Memorandum by the Special
Assistant to the Director of European Affairs
Memorandum of Conversation
|Participants:||Mr. George H. Middleton, Secretary of British Embassy|
|Mr. Samuel Reber, EUR|
Mr. Middleton called this morning at my request to discuss the appended aide-mémoire from the British Embassy1 concerning the British Government’s objections to any announcement at this time that Italy, in due course, would be admitted to the World Security organization.
As regards the substance of their objection I explained we felt that a simple announcement that in due course the United States would favor Italy’s admission to the World Security organization did not preclude discussions of the proposed peace treaty with Italy along the lines which the British Government had proposed.

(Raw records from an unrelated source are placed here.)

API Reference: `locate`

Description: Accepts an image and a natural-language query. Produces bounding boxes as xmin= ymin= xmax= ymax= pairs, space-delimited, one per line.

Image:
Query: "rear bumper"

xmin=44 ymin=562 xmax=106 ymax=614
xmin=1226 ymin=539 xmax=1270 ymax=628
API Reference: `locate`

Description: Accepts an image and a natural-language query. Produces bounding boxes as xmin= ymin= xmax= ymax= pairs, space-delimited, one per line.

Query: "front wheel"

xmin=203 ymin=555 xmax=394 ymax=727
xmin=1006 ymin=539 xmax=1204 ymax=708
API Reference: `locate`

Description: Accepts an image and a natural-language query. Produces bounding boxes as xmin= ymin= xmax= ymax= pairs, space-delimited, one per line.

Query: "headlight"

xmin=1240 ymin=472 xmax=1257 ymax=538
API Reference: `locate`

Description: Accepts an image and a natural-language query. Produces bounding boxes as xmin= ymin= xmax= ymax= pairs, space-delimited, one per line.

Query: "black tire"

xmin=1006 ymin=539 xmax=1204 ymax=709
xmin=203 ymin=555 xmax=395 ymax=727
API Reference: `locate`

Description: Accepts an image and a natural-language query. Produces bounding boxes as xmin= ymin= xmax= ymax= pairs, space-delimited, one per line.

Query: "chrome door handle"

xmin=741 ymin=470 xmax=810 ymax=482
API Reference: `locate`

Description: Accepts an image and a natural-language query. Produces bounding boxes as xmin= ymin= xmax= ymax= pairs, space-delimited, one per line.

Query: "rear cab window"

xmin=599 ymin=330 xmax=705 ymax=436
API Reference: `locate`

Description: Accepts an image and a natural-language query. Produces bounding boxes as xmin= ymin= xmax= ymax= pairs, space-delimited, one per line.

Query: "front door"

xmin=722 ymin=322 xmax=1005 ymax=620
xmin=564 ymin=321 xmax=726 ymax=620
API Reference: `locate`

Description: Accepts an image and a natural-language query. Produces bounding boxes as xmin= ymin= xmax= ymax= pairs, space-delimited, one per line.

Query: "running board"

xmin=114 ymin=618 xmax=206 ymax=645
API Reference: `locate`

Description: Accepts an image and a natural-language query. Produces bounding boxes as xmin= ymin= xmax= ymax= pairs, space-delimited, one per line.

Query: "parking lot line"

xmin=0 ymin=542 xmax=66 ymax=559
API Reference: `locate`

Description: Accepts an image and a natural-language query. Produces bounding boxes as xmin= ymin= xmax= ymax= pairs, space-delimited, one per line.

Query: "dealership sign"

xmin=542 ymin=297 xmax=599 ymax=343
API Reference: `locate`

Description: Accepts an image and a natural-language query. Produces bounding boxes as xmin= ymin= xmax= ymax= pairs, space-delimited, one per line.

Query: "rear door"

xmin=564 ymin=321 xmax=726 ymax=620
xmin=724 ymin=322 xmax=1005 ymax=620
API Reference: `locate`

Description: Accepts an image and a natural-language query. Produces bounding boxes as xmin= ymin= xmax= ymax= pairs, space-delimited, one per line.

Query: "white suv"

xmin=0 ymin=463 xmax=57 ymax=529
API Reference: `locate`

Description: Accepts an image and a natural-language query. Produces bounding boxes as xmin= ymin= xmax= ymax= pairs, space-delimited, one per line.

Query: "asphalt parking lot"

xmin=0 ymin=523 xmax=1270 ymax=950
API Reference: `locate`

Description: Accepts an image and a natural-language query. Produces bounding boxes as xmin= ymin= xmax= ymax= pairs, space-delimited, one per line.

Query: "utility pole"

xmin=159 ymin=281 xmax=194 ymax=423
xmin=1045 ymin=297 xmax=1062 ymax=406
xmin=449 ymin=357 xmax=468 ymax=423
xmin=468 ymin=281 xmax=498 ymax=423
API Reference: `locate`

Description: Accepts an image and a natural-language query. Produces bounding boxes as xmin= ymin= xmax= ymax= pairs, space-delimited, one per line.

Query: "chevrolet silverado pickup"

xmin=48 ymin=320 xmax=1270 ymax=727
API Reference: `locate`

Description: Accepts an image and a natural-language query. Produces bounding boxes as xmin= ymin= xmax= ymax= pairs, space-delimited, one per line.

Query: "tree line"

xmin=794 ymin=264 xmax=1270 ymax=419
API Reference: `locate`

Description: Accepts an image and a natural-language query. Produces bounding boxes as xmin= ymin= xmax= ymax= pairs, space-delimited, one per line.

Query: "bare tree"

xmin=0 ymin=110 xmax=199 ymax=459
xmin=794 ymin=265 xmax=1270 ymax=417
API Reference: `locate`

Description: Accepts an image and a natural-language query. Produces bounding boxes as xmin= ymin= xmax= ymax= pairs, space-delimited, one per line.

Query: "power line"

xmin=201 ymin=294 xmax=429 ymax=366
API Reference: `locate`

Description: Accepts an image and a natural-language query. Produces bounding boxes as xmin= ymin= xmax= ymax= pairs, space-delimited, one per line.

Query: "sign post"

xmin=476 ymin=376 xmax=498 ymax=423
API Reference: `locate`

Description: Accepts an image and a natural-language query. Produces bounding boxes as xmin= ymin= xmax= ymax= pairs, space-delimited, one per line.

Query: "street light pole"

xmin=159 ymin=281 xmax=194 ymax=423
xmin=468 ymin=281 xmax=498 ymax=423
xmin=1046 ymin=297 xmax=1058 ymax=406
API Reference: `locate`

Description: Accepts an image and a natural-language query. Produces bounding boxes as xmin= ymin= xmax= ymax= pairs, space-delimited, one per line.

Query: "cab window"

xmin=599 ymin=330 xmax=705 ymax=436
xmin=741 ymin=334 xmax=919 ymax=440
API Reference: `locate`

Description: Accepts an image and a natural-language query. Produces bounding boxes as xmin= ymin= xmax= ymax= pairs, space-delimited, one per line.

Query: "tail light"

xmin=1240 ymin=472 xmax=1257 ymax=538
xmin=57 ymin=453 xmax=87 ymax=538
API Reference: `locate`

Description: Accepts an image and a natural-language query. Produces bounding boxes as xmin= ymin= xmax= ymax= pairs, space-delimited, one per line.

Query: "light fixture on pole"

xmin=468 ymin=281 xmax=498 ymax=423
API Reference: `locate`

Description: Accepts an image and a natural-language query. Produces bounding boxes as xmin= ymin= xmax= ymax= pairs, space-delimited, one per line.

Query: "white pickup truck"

After pointing out that in our opinion the tone of the note did not seem calculated to produce the most helpful results, I invited Mr. Middleton’s attention to a telegram from our Embassy at Rome dated July 15th2 to the effect that the Italian press had published, apparently with the knowledge and consent of the government and the Soviet Embassy, a statement indicating that the Soviet Ambassador3 had informed the Prime Minister4 that Russia would be the first to take the initiative at the Potsdam meeting and would unconditionally support the admission of Italy to the United Nations. I said I assumed that in view of the British communication to us they had made a similar one to the Soviet Government which had taken this step without informing either the United States or British Governments. I then explained to Mr. Middleton that should we delay all steps [Page 625] relating to Italy’s future status until after agreement on the peace treaty, many months would have elapsed and conditions in Italy would have deteriorated to a point which we could not now foresee.
Mr. Middleton then said he would communicate the foregoing observations to London and added that whereas he felt the British Government was in general agreement with our aims and future policy toward Italy it did not always agree on the timing of proposed steps and announcements. The British felt the peace treaty should precede any other steps.